La ex ferrovia Sicignano–Lagonegro era molto più di un’infrastruttura: era una linea di vita che attraversava colline, borghi e vallate tra Campania e Basilicata. Costruita alla fine dell’800, sembrava un serpente di ferro che univa comunità isolate, permettendo alle persone di raggiungere mercati, città e sogni. E uno dei suoi punti più suggestivi era proprio Galdo di Sicignano, una fermata quasi nascosta, avvolta dalla natura, ai piedi degli Alburni.

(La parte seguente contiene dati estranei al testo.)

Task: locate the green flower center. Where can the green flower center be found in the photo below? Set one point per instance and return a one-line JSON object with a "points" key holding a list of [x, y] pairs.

Immagina il suono del treno che rompeva il silenzio del mattino tra i monti, e la piccola stazione che si animava con contadini, studenti, lavoratori. Poi, negli anni ’80, tutto si è fermato. Il traffico fu sospeso per lavori sulla linea principale… ma quei lavori finirono, e la Sicignano–Lagonegro no.
Oggi quella ferrovia è un binario interrotto nel tempo. Le rotaie sono spesso sommerse dalle erbacce, le stazioni abbandonate mostrano ancora targhe arrugginite e muri scrostati. Eppure, c’è una bellezza profonda in questo abbandono: è memoria viva, fatta di pietre, silenzi e vecchi segnali ferroviari che sembrano aspettare un fischio che non arriverà.
Galdo di Sicignano, in particolare, è un luogo che sembra uscito da un racconto: piccola, silenziosa, immersa nel verde, con la vecchia stazioncina che resiste tra gli alberi.
Negli anni si è parlato spesso di riaprire questa ferrovia, magari per scopi turistici, per collegare i borghi del Cilento e del Vallo di Diano con percorsi lenti e panoramici. Sarebbe un sogno ecologico e culturale: treni turistici a bassa velocità tra grotte, parchi naturali, cascate e ruderi.
Intanto, la ferrovia resta lì. Dorme. Ma non è morta. Ogni tanto qualcuno ci cammina sopra, ci fa trekking, la fotografa. E in questo modo, continua a viaggiare nei ricordi.